Still, he said he believes the report demonstrates that the ordinance has achieved the goal of creating more socio-economic diversity in housing than would have occurred if the market were left entirely to its own devices.


Mahnke said he was also pleased that the report doesn’t blame the lack of housing production in Burlington on the inclusionary zoning ordinance, as some critics have done, instead acknowledging a range of other factors that have limited production.


“There’s going to be a really good discussion here that’s going to provide some opportunities to grow Burlington’s inclusionary zoning and make it more effective and find other ways to increase affordable housing,” Mahnke said.


The report notes that while the inclusionary units are more affordable than market-rate units — they’re required to rent for amounts affordable by households making 65 percent of median income in the area — the policy isn’t able to stimulate production of housing accessible to low-income residents.


Those are residents making 30 to 50 percent of median income in the area, or households making between $25,000 and $42,000, which account for 25 percent of all renting households in Burlington, according to the report.


“That is typically an income range where you need a subsidy,” Mahnke said.


To help low-income residents find rental housing they can afford, the report recommends a levy or bonding measure that would place more money in the city’s Housing Trust Fund.


Burlington already dedicates a small portion of property taxes to the Housing Trust Fund. But raising additional money for the fund would allow the city to create programs and incentives that would make rental housing attainable for low-income residents, the report says.


City residents must consider that “to get something that is valuable to the community and meets long-term civic goals, the community must be willing to give more and to pay for what it values,” according to the report.


Mahnke said affordable-housing advocates would fully support efforts to raise money locally for low-income housing initiatives, especially with the election of President Donald Trump placing federal support for affordable housing in question.


Noelle MacKay, director of the city’s Community and Economic Development Office, said money from the Housing Trust Fund wouldn’t just go to subsidizing new housing development or helping low-income renters afford a place to live.


The programs could be much broader, helping current homeowners with needed renovations they can’t afford or helping people who have fallen on hard times stay in their current home, MacKay said.


MacKay said the report is a good starting place for such a community dialogue. She presented the report to the City Council’s Community Development and Neighborhood Revitalization committee last week. Officials plan to gather resident feedback and are considering a working group to explore whether to adopt recommendations from the report.
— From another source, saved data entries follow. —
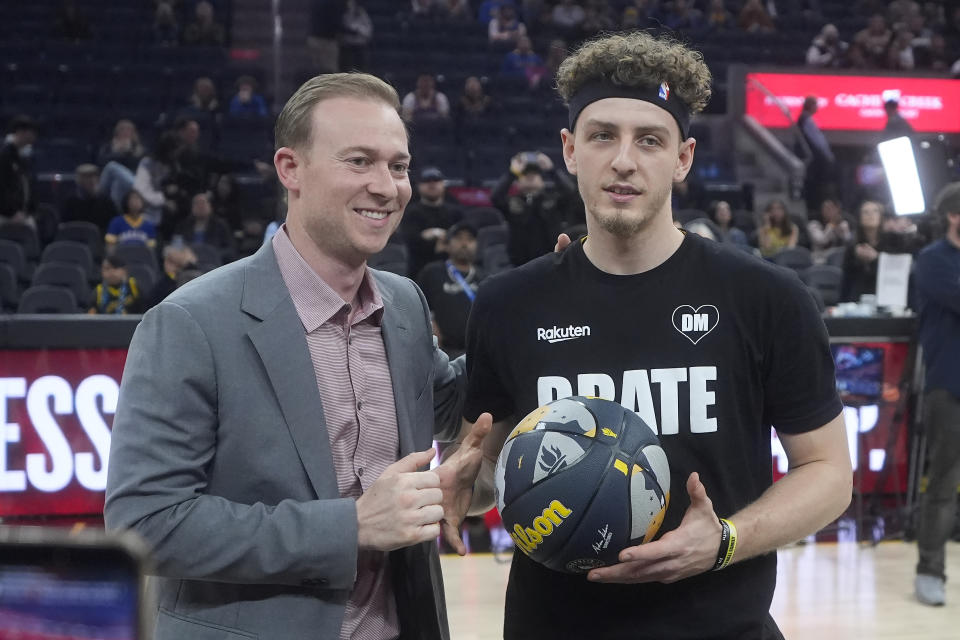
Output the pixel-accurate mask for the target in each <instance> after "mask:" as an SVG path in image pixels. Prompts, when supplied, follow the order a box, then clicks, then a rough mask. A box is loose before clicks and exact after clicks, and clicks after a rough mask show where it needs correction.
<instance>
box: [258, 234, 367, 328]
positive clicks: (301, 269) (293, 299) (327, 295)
mask: <svg viewBox="0 0 960 640" xmlns="http://www.w3.org/2000/svg"><path fill="white" fill-rule="evenodd" d="M271 242H272V243H273V251H274V253H275V254H276V256H277V265H278V266H279V267H280V274H281V275H282V276H283V281H284V283H285V284H286V285H287V290H288V291H289V292H290V297H291V298H292V299H293V306H294V308H296V310H297V315H298V316H300V322H301V323H303V328H304V329H305V330H306V332H307V333H311V332H313V331H316V330H317V329H318V328H319V327H320V326H321V325H323V324H324V323H326V322H330V321H333V322H335V323H336V324H340V325H344V326H345V325H347V324H350V325H351V326H352V325H356V324H359V323H361V322H364V321H369V322H370V323H371V324H374V325H377V326H379V325H380V322H381V320H382V317H383V299H382V298H381V297H380V290H379V289H377V283H376V281H375V280H374V278H373V274H372V273H371V271H370V268H369V267H364V274H363V280H361V282H360V289H359V290H358V292H357V298H358V299H359V303H360V305H359V308H358V309H353V310H352V313H351V314H350V315H349V318H348V314H347V309H348V308H350V305H349V304H348V303H347V302H346V301H344V300H343V299H342V298H341V297H340V296H339V294H337V292H336V291H334V290H333V288H332V287H331V286H330V285H329V284H327V283H326V282H325V281H324V280H323V278H321V277H320V276H319V275H317V273H316V272H315V271H314V270H313V269H311V268H310V265H308V264H307V261H306V260H304V259H303V256H301V255H300V252H299V251H297V248H296V247H294V246H293V242H291V241H290V237H289V236H288V235H287V225H286V224H284V225H281V226H280V228H279V229H278V230H277V233H275V234H274V235H273V238H272V239H271Z"/></svg>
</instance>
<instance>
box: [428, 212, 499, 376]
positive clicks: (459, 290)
mask: <svg viewBox="0 0 960 640" xmlns="http://www.w3.org/2000/svg"><path fill="white" fill-rule="evenodd" d="M446 246H447V252H448V253H449V257H448V258H447V259H446V260H435V261H433V262H430V263H429V264H427V265H426V266H425V267H423V269H421V270H420V272H419V275H418V276H417V284H419V285H420V289H421V290H422V291H423V295H424V297H425V298H426V299H427V305H428V306H429V307H430V311H431V312H432V314H433V321H434V327H435V331H436V333H437V341H438V342H439V344H440V348H441V349H443V350H444V351H446V352H447V354H448V355H449V356H450V357H456V356H459V355H460V354H462V353H463V352H464V351H465V350H466V329H467V317H468V316H469V315H470V307H471V306H472V305H473V300H474V298H475V297H476V293H477V290H478V289H479V288H480V282H481V281H482V280H483V278H484V273H483V270H482V269H481V268H480V267H479V266H478V265H477V230H476V228H474V227H473V225H471V224H469V223H467V222H460V223H457V224H455V225H453V226H452V227H450V229H449V230H448V231H447V232H446Z"/></svg>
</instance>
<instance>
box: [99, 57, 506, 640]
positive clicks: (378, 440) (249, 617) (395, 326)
mask: <svg viewBox="0 0 960 640" xmlns="http://www.w3.org/2000/svg"><path fill="white" fill-rule="evenodd" d="M398 107H399V101H398V99H397V95H396V92H395V91H394V90H393V88H392V87H390V86H389V85H387V84H385V83H383V82H382V81H380V80H378V79H376V78H373V77H372V76H367V75H364V74H334V75H327V76H319V77H317V78H314V79H313V80H310V81H308V82H307V83H306V84H304V86H303V87H301V88H300V89H299V90H298V91H297V92H296V94H294V96H293V97H291V99H290V101H289V102H288V103H287V105H286V106H285V107H284V110H283V113H281V115H280V117H279V119H278V122H277V147H278V150H277V152H276V154H275V157H274V164H275V166H276V168H277V173H278V176H279V179H280V181H281V182H282V183H283V185H284V186H285V187H286V189H287V192H288V216H287V223H286V224H285V225H284V226H283V227H281V229H280V230H279V231H278V232H277V236H278V237H277V238H275V239H273V240H272V241H270V242H268V243H266V244H265V245H264V247H263V248H262V249H261V250H260V251H259V252H257V254H256V255H254V256H251V257H250V258H247V259H244V260H241V261H239V262H236V263H233V264H231V265H228V266H226V267H223V268H221V269H217V270H216V271H214V272H212V273H210V274H207V275H206V276H203V277H201V278H199V279H197V280H195V281H193V282H191V283H189V284H188V285H186V286H184V287H183V288H181V289H179V290H178V291H176V292H174V293H173V294H172V295H170V296H169V297H168V298H167V299H166V300H165V301H164V302H162V303H161V304H160V305H158V306H157V307H155V308H154V309H153V310H151V311H150V312H148V313H147V314H146V315H145V316H144V318H143V321H142V323H141V324H140V326H139V327H138V329H137V331H136V334H135V335H134V338H133V341H132V342H131V345H130V350H129V354H128V358H127V364H126V368H125V370H124V375H123V381H122V384H121V390H120V400H119V404H118V407H117V412H116V415H115V418H114V425H113V440H112V445H111V454H110V461H109V462H110V466H109V474H108V482H107V499H106V506H105V510H104V515H105V520H106V523H107V526H108V527H109V528H113V529H115V528H132V529H134V530H136V531H137V532H138V533H140V534H141V535H142V536H143V537H144V538H145V539H146V540H147V542H148V543H150V544H151V545H152V547H153V550H154V558H155V561H156V567H157V574H158V576H159V577H158V578H157V582H158V585H157V589H158V596H159V611H158V617H157V625H156V638H157V640H168V639H174V638H176V639H177V640H181V639H191V638H196V639H212V638H218V639H221V638H222V639H227V638H257V637H259V638H271V639H278V640H286V639H290V640H294V639H300V638H311V639H327V638H338V637H339V638H357V639H363V640H366V639H367V638H376V639H380V638H383V639H389V638H405V639H406V638H416V639H422V638H427V639H432V638H447V637H448V636H449V632H448V630H447V620H446V613H445V605H444V598H443V584H442V580H441V576H440V567H439V558H438V556H437V550H436V544H435V539H436V537H437V536H438V535H439V534H440V533H441V527H442V528H443V531H444V535H446V536H447V537H448V539H450V540H451V543H452V544H454V546H456V547H457V548H458V550H462V544H460V541H459V539H458V538H457V537H456V529H455V525H456V524H457V522H456V520H455V519H452V521H449V522H448V521H444V520H443V517H444V512H445V511H446V512H447V513H448V514H453V513H455V512H456V511H458V508H457V507H456V506H455V505H458V504H459V505H463V504H465V502H468V501H469V492H470V486H471V485H472V480H473V477H474V476H475V475H476V472H477V469H478V468H479V465H480V451H481V447H480V445H481V443H482V439H483V436H484V435H485V434H486V432H487V431H488V429H489V422H487V423H484V424H482V425H481V426H480V428H477V429H476V430H475V431H474V432H473V433H471V434H470V436H468V438H467V440H466V441H465V442H464V446H463V447H461V449H460V450H459V451H458V452H457V454H455V456H454V457H453V458H452V459H451V460H450V461H446V462H444V464H443V465H441V467H439V468H437V469H436V470H434V471H418V469H419V468H421V467H423V466H425V465H426V464H428V463H429V461H430V459H431V458H432V457H433V450H432V449H429V447H430V444H431V441H432V440H433V439H434V438H437V439H440V440H444V439H447V440H449V439H453V438H454V437H455V436H456V434H457V431H458V430H459V427H460V413H461V408H462V400H463V392H464V387H465V381H464V379H463V375H464V374H463V363H462V361H454V362H452V363H451V362H449V361H448V360H447V358H446V356H445V355H444V354H443V352H442V351H440V350H439V349H437V348H436V345H435V341H434V339H433V337H432V334H431V327H430V320H429V310H428V308H427V303H426V300H425V299H424V297H423V295H422V294H421V293H420V291H419V290H418V289H417V288H416V286H415V285H413V284H412V283H411V282H410V281H409V280H407V279H405V278H400V277H398V276H394V275H392V274H389V273H382V272H377V271H373V270H370V269H368V268H367V267H366V259H367V258H368V257H369V256H370V255H372V254H374V253H376V252H377V251H379V250H381V249H382V248H383V247H384V245H385V244H386V242H387V239H388V238H389V236H390V234H391V233H392V232H393V230H394V229H396V227H397V225H398V224H399V222H400V217H401V216H402V214H403V208H404V206H405V205H406V204H407V202H408V201H409V199H410V192H411V188H410V183H409V180H408V178H407V167H408V163H409V155H408V153H407V134H406V130H405V128H404V125H403V123H402V121H401V120H400V118H399V116H398V115H397V109H398ZM317 298H324V299H325V302H324V303H323V304H327V305H328V306H329V305H330V304H332V305H333V306H332V309H333V313H332V314H330V316H329V317H325V318H319V319H318V318H315V317H314V318H312V319H311V315H310V314H311V313H314V312H316V311H317V309H319V308H321V307H322V306H323V305H322V304H321V303H320V302H318V300H317ZM321 302H322V301H321ZM371 336H372V338H371ZM358 345H359V346H358ZM377 381H381V382H383V384H379V385H378V384H376V383H377ZM344 398H348V399H349V400H348V401H344ZM363 405H366V407H364V406H363ZM365 471H366V474H365ZM458 483H459V484H458Z"/></svg>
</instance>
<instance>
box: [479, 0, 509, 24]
mask: <svg viewBox="0 0 960 640" xmlns="http://www.w3.org/2000/svg"><path fill="white" fill-rule="evenodd" d="M506 5H510V6H514V1H513V0H483V2H481V3H480V6H479V7H477V20H479V21H480V23H481V24H483V25H489V24H490V21H491V20H493V19H494V18H495V17H496V16H497V13H498V12H499V11H500V8H501V7H504V6H506ZM514 9H516V7H515V6H514Z"/></svg>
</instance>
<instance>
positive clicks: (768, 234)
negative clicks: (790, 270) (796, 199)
mask: <svg viewBox="0 0 960 640" xmlns="http://www.w3.org/2000/svg"><path fill="white" fill-rule="evenodd" d="M799 237H800V229H799V227H797V225H795V224H794V223H793V221H792V220H791V219H790V213H789V212H788V211H787V205H786V204H785V203H784V202H783V200H772V201H771V202H770V203H769V204H767V206H766V208H765V209H764V210H763V215H762V216H761V218H760V227H759V228H758V229H757V246H759V248H760V253H761V254H762V255H763V257H765V258H770V257H772V256H774V255H776V254H778V253H780V252H781V251H783V250H784V249H792V248H793V247H795V246H797V240H798V239H799Z"/></svg>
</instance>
One recommendation that the city is not waiting to act on is more robust monitoring of existing inclusionary units to ensure they’re sold and rented at the rates required by the ordinance — something the report called out as lacking to this point. MacKay said CEDO will be able to do that without additional resources by shifting existing resources within the department.


Eric Farrell, a prominent housing developer in Burlington, is in the approval process for the Cambrian Rise project, which would create more than 700 units of housing in 10 buildings on the former Burlington College campus on North Avenue.


Farrell is partnering with Champlain Housing Trust and Cathedral Square to meet the inclusionary requirements for that project.


He said in an email that he agrees with many of the conclusions and recommendations in the report, saying that “new housing generation is impacted by many forces, including public policy, citizen appetite and reception and market dynamics.”


Given that complexity, Farrell said he believes it will not be easy to create a “sweet spot” using regulations that will accelerate the historical pace of private-sector housing development in Burlington.